While President Joe Biden announced that he’d raised the US vaccine target from 100 million to 200 million during his first White House press conference on Thursday, the statement has done little to reassure financial markets.
With only 26% of the US population protected against COVID-19, rising coronavirus cases poses a threat to the vaccination progress.
FX analysts at the Bank of America FX have also said that they expect the US dollar’s (USD) recent appreciation to continue in 2021.
Credit Agricole FX analysts forecast similar fortunes for GBP/USD in 2021. However, they predict the British pound to dollar (GBP/USD) cross advancing to USD 1.43 by June 2022 and USD 1.45 heading into 2023 – gains of 4.2% and 5.7%, respectively.
While the greenback has defied consensus expectations thus far, as most FX market participants had expected 2021 to be a year of declines for the American currency, riskier assets are edging higher ahead of the weekend.
New Zealand dollar stages a recovery
The New Zealand dollar (NZD) had reclaimed some of this week’s losses after the NZ government sent the “Kiwi” currency tumbling when they announced new measures to cool New Zealand’s booming housing market.
Against the US dollar (USD), the New Zealand dollar (NZD) is trading 0.4% higher at USD 0.698, albeit gains could be tentative.
Meanwhile, the British pound to New Zealand dollar (GBP/NZD) exchange rate is 0.1% lower at NZD 1.9704.
However, GBP/NZD is trading well above this week’s low of NZD 1.9255 and given that FX analysts forecast further short-term weakness in NZD exchange rates, the currency pair could maintain its gentle upward bias.
Furthermore, investors have been hit with data showing that the New Zealand economy contracted by 1% during Q4 2020.

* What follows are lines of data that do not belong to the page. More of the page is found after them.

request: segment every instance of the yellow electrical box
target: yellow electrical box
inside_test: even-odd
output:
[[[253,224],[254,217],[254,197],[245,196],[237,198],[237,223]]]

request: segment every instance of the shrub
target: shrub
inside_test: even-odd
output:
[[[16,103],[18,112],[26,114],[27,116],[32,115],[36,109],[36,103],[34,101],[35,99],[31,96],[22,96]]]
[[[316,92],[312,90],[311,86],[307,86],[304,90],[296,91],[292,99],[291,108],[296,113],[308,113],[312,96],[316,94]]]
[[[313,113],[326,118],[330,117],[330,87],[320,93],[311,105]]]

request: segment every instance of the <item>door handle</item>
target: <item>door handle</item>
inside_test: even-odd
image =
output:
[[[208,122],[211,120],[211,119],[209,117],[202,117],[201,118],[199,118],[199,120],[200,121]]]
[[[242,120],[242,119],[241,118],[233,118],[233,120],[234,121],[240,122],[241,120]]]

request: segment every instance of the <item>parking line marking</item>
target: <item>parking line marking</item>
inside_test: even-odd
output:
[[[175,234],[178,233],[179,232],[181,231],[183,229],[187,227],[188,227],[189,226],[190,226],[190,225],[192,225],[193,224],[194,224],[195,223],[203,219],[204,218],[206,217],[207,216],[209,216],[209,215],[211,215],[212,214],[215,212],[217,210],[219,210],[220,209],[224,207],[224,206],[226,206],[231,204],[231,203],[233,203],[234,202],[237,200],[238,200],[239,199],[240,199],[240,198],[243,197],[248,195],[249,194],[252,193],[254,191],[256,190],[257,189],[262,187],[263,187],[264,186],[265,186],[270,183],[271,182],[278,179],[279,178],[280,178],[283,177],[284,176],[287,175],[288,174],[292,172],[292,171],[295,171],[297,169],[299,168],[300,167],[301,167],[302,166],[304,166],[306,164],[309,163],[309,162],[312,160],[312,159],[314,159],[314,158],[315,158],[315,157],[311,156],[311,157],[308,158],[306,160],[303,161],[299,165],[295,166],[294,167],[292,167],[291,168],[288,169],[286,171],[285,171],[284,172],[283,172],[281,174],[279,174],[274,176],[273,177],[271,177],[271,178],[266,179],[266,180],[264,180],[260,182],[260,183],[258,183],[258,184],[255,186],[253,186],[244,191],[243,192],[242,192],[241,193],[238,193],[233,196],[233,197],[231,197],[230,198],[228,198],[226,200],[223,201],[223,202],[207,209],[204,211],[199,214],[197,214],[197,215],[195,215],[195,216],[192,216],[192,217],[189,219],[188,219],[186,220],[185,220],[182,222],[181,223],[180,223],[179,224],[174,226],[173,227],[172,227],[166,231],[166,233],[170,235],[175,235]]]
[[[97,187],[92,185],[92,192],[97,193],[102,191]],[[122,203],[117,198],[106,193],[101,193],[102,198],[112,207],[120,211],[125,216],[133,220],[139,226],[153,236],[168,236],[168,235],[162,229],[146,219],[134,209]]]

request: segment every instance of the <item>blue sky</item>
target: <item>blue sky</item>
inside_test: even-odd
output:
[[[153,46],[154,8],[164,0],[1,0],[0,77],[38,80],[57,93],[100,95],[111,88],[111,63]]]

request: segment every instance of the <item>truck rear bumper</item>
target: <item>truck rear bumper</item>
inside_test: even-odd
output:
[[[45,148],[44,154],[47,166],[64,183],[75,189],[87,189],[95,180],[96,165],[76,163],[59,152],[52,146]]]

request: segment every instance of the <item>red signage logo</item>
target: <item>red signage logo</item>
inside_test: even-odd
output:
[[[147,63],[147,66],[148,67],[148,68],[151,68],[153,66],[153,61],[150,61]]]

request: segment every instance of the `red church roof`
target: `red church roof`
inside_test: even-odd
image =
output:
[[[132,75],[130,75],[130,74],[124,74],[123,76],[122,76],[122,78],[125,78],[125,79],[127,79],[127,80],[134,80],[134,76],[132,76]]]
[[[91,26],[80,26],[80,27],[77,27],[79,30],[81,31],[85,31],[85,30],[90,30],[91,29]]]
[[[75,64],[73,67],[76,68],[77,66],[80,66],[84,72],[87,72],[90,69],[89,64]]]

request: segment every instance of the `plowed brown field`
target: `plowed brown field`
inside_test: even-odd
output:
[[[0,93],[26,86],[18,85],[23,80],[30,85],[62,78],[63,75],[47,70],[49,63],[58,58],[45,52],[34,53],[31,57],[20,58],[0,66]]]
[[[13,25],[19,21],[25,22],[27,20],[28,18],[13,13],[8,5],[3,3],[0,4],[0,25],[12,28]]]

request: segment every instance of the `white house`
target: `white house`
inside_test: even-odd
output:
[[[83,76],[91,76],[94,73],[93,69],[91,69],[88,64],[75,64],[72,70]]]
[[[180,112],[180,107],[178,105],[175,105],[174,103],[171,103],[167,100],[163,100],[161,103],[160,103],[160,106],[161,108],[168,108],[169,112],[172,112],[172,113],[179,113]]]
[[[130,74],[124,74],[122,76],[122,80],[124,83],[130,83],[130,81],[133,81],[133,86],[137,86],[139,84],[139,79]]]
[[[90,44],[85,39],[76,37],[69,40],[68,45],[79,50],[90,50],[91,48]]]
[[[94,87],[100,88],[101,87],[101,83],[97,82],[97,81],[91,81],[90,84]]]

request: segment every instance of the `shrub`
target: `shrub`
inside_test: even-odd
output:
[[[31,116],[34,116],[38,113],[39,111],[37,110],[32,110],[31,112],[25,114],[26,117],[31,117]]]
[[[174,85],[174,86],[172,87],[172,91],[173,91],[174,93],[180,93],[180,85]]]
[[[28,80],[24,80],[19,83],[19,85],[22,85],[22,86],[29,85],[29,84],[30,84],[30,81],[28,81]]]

Nonetheless, with new measures restricting housing market growth and international tourism locked for the foreseeable future, investors fear that this will lead the Reserve Bank of New Zealand (RBNZ) to stay dovish for longer – a move that would weigh on NZD.
Although New Zealand has all but eliminated the virus’s local transmission, and the NZ government has reduced fiscal support now that most of the economy has reopened, renewed uncertainty over its recovery outlook could trigger headwinds for NZD.
Meanwhile, the Bank of England (BoE) said it would continue to provide financial aid as the UK’s economic outlook remains “unusually uncertain.” The central bank has also shown no concern over the strengthening pound Sterling (GBP), so it will more than likely allow the currency to continue advancing.